Aux États-Unis, la surveillance des étudiants pro-Palestine a aussi fait scandale. À Columbia, à Harvard, des associations ont été dissoutes, des étudiants menacés d'expulsion. Mais la différence est de taille : les universités américaines sont privées, et la liberté d'expression y est protégée par le Premier Amendement.

En France, l'université est publique. L'État y a un devoir de neutralité et de respect des libertés individuelles. Photographier un étudiant pour son engagement politique, c'est une intrusion dans sa vie privée. La CNIL pourrait avoir son mot à dire.

L'administration Vassy semble avoir choisi la manière forte. Mais à quel prix ? Une école où l'on se méfie de ses propres étudiants, où la délation remplace la discussion, n'est plus une université — c'est une caserne.

Derrière la fermeté, une fuite en avant

Luis Vassy a été nommé pour « remettre de l'ordre ». Soit. Mais l'ordre ne se décrète pas par la surveillance. Il se construit par l'autorité légitime, le dialogue et la sanction juste.

Or, les dossiers disciplinaires consultés par Mediapart montrent une autre logique : on collecte des preuves en cachette, on photographie, on dresse des listes.
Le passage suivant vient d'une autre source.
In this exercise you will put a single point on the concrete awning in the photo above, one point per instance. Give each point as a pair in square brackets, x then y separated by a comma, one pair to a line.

Une logique de fichage, pas de justice.

Les étudiants visés — ceux qui manifestent pour la Palestine — deviennent des cibles. Leur opinion politique est criminalisée. C'est exactement ce que l'on reprochait aux universités autoritaires.

Une date. Un cliché. Une exclusion.

Et maintenant ?

L'affaire ne fait que commencer. Mediapart a livré les premières preuves. Les avocats des étudiants vont probablement saisir la justice. La CNIL pourrait ouvrir une enquête sur ces pratiques de surveillance.

Sciences Po devra répondre. Expliquer qui a pris ces photos, sur quel fondement légal, et pourquoi les étudiants n'ont pas été informés.

En attendant, le doute s'installe. Une école qui forme les futures élites de la République peut-elle se permettre de traiter ses élèves comme des suspects ? Ou s'agit-il d'une nouvelle étape dans la gestion sécuritaire du débat public ?

Les Français jugeront. Mais une chose est sûre : la confiance ne se gagne pas avec des appareils photo cachés.